Andrea, Claira dan Nicho melanjutkan pesta mereka malam ini. Bersulang, bercanda gurau, permainan dan masih banyak hal lain lagi, di lakukan ketiganya. Saking asyiknya, mereka bertiga tidak ada yang sadar akan jam. Dimana sekarang jam sudah menunjukkan pukul 12 malam. Hingga Andrea tanpa sengaja melihat ke arah jam tangannya.

"Eh—Ini sudah tengah malam. Pulang yuk Claira!" ajak Andrea pada Claira yang sedang bermanja bersama Nicho.

"Yah, gue masih pengen di sini. Jarang-jarang bisa ketemu lama sama Nicho," Claira mengeluh pelan.

"Nanti kita bakal ketemu lagi kok, Baby. Sekarang pulang dulu. Gak baik cewek pulang terlalu malam," ucap Nicho seraya mencium kening Claira dengan penuh cinta. Andrea tentu merasa iri melihatnya.

"Nah udah denger kan? Yuk pulang sekarang!" Andrea beranjak berdiri, sedangkan sahabatnya itu masih belum bergeming dari tempatnya.

"Hmmm Okelah, Baby. Aku pulang sekarang. Nanti janji ya ketemu lagi. Soalnya aku kangen terus sama kamu," terpaksa Claira mengiyakan ajakan pulang. Namun masih sempat-sempatnya ia bersikap manja terhadap Nicho.

"Iya janji, Baby!" sahut Nicho tersenyum lebar.

Claira mencium pipi kanan dan kiri Nicho. "Love You, Baby!„

"Love You too," balas Nicho tidak mau kalah. Ia mencium singkat kening, pipi kanan dan kiri Claira. Hal yang sudah menjadi kebiasaannya dalam beberapa hari belakangan.

Andrea hanya diam melihat interaksi kedua orang itu. Andai saja ia bisa melakukannya bersama Andrew, maka akan membuatnya sangat bahagia..

"Ayo pergi!" seru Claira menarik tangan Andrea.

"Kami duluan," ucap Andrea menoleh ke arah Nicho yang membalasnya dengan anggukan saja.

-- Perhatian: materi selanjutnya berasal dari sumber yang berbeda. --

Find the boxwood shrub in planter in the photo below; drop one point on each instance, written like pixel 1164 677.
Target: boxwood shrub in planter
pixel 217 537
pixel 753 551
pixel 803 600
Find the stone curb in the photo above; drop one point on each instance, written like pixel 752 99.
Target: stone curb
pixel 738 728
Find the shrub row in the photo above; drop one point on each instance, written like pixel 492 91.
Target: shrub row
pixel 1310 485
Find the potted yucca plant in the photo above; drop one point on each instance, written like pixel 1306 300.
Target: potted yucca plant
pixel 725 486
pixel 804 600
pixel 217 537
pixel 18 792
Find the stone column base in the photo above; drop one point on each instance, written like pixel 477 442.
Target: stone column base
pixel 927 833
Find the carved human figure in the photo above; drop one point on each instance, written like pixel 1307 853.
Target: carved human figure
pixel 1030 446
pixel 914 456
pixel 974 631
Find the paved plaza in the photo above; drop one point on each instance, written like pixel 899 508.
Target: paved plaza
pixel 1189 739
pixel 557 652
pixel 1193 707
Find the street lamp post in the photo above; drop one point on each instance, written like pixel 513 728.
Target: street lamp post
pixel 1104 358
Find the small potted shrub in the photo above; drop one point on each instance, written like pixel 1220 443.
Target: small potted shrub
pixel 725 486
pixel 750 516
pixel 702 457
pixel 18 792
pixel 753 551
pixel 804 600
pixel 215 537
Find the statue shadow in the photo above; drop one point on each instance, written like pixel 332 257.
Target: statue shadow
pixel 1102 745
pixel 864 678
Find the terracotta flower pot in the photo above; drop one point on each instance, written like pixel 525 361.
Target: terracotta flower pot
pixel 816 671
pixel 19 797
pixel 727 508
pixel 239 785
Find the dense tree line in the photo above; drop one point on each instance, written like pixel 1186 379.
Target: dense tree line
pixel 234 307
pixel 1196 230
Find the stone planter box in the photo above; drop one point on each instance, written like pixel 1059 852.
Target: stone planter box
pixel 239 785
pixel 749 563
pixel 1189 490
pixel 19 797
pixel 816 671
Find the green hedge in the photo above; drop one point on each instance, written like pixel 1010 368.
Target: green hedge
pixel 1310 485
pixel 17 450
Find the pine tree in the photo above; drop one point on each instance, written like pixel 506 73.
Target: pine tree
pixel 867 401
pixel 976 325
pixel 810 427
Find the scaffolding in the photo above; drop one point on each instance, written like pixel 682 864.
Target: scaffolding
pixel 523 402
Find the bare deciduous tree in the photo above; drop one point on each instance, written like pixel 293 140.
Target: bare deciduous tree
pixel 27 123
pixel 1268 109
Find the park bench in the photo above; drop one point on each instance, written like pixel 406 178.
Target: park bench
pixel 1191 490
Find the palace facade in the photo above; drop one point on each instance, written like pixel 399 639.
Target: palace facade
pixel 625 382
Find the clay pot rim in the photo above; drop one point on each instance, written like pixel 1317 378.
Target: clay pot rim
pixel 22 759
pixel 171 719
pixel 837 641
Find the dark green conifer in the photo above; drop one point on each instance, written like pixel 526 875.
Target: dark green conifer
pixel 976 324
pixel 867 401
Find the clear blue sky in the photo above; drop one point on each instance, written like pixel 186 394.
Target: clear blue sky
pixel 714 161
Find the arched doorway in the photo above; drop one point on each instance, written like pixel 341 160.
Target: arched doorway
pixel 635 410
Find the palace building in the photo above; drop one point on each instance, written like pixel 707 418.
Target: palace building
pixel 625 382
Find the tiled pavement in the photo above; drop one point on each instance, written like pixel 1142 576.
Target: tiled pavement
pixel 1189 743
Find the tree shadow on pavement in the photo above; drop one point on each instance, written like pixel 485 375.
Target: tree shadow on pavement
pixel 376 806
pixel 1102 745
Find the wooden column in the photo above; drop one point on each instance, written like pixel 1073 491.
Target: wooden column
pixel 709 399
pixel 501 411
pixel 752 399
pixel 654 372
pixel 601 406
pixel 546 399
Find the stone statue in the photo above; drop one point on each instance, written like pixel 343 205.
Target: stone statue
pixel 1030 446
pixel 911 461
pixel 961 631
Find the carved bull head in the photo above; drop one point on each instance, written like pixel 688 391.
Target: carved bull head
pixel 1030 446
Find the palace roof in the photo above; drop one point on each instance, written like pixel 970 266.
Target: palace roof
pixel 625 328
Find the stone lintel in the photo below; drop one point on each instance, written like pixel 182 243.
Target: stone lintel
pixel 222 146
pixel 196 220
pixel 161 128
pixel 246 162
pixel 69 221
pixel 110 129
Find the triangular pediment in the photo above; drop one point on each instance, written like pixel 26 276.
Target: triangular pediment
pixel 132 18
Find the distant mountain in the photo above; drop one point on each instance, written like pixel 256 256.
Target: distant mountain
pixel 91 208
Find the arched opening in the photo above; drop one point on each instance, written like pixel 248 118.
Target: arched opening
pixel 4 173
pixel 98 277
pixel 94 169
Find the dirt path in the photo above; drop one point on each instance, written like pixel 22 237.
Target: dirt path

Keduanya berjalan keluar dari Bar dan masuk kembali ke dalam mobil. Tidak lama setelahnya, Claira langsung melajukan mobil dengan kecepatan sedang. Seperginya keduanya, Nicho juga keluar dari Bar dan pergi dari sana menggunakan mobilnya sendiri.

Di dalam mobil Claira

"Gue mau nanya" Claira memecah keheningan di dalam mobil.

"Apa?" tanya Andrea yang duduk bersandar nyaman di kursinya.

Claira melirik sekilas sahabatnya."Kenapa lo sampai segitunya cinta sama Andrew? Gue jadi penasaran,"

"Karena gara-gara dia nyelamatin gue," sontak dahi Claira berkerut. Andrea tersenyum tipis menyadari hal itu. "Gue belum cerita sama lo soal itu,"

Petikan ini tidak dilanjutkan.